I’m trying to understand how Nomad deals with jobs being lost when nodes go down.
My set up is to run a nomad server and then two nomad clients. I’m running the clients in docker containers so that I can easily stop and restart them.
I’m particularly interested in “batch” jobs.
I’m running a job that just sleeps for 30 seconds as a test.
If I run the job, then stop the node that it’s running on, Nomad will reschedule that job onto the other node. I can see that it marks the first allocation as “lost” and then created another one, which then succeeds. What I’m trying to do is control that behaviour. I’d like to be able to stop that happening.
I’ve experimented with the “RestartPolicy” and “ReschedulePolicy” but I’ve not so far been able to make a difference to this.

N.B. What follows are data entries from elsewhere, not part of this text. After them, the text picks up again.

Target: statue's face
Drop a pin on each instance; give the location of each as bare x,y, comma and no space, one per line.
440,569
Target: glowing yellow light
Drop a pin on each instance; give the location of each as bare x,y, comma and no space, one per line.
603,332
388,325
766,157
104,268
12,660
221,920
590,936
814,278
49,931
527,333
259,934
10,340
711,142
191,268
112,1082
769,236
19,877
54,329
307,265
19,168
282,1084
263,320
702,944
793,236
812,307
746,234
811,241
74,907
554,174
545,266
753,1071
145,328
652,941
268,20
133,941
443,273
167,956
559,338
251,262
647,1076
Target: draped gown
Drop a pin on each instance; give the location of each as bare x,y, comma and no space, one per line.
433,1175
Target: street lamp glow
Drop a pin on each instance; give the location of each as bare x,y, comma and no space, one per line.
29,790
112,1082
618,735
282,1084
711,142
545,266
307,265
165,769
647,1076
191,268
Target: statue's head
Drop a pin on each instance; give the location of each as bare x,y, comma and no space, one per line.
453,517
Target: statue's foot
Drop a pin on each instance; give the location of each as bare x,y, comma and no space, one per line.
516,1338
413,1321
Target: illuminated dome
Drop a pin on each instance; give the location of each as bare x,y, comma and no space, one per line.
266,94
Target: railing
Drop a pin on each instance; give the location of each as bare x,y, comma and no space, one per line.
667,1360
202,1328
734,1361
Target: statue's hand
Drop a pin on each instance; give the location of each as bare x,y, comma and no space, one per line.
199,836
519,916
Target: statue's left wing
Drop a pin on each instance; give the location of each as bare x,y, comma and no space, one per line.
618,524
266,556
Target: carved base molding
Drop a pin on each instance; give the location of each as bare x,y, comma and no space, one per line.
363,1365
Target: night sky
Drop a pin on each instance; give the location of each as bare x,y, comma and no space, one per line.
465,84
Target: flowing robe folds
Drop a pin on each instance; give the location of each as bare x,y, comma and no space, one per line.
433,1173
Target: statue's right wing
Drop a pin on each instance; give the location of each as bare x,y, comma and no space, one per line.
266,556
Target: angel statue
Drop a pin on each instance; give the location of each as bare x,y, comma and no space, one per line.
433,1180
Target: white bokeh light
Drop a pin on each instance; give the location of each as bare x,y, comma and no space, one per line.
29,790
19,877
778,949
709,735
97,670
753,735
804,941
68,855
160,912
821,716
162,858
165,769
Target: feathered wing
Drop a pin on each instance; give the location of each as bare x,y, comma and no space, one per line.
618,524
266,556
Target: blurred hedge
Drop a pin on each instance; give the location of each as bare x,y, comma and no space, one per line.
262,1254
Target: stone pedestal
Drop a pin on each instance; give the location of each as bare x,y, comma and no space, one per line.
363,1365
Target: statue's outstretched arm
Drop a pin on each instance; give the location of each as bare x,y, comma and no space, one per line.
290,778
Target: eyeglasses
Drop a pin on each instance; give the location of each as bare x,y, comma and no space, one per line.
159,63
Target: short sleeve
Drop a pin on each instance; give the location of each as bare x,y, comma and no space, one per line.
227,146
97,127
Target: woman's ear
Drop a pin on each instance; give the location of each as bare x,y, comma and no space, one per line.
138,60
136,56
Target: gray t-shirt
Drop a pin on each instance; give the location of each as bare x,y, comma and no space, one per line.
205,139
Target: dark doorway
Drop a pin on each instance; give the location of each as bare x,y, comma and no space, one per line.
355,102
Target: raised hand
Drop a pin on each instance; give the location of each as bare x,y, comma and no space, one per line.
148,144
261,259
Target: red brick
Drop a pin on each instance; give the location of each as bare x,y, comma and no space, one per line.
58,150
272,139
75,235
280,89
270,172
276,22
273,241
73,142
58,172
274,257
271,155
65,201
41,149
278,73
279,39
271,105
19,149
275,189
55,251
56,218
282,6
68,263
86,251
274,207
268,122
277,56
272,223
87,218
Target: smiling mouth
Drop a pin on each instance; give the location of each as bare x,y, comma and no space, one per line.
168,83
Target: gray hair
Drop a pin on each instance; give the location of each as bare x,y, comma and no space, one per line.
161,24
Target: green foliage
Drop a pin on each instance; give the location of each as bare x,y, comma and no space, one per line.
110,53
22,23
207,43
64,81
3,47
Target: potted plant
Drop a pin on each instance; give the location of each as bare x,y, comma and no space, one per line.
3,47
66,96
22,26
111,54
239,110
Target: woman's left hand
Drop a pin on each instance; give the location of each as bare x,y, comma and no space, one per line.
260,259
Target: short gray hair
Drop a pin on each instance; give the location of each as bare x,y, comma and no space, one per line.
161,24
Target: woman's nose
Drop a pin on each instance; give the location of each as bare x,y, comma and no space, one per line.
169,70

My scenario is that I’m scheduling what might be quite a long running task (hours). I don’t really want nomad to automatically restart that job if the node that it’s running on goes down. I just want the job to fail.
Is this possible?
Thanks.
Hi @tomqwpl. Thanks for using nomad. I’m sorry you are having a hard time getting the result you want. I’ve got a couple of troubleshooting questions for you?
- Can you post your jobspec?
- Is it safe to assume you tried disabling rescheduling to prevent the allocation being placed elsewhere?
- Is it also safe to assume you’ve set the restart
attempts
to 0 and mode
to fail?
Here’s an example of what I’m talking about.
job "batch-job" {
datacenters = ["dc1"]
type = "batch"
group "batch-group" {
count = 1
restart {
attempts = 0
mode = "fail"
}
reschedule {
attempts = 0
unlimited = false
}
task "batch-task" {
driver = "docker"
...
}
}
}
Hi Derek,
I’m going it in code rather than constructing a job spec in text, but yes, I’m specifying both of those on the task group:
RestartPolicy: &nomadapi.RestartPolicy{
Attempts: intptr(0),
},
ReschedulePolicy: &nomadapi.ReschedulePolicy{
Attempts: intptr(0),
Unlimited: boolptr(false),
},
If there’s a failure of another kind, it doesn’t restart. It appears to only be in the case of “lost” jobs that these appear to be being ignored and the job is restarted anyway.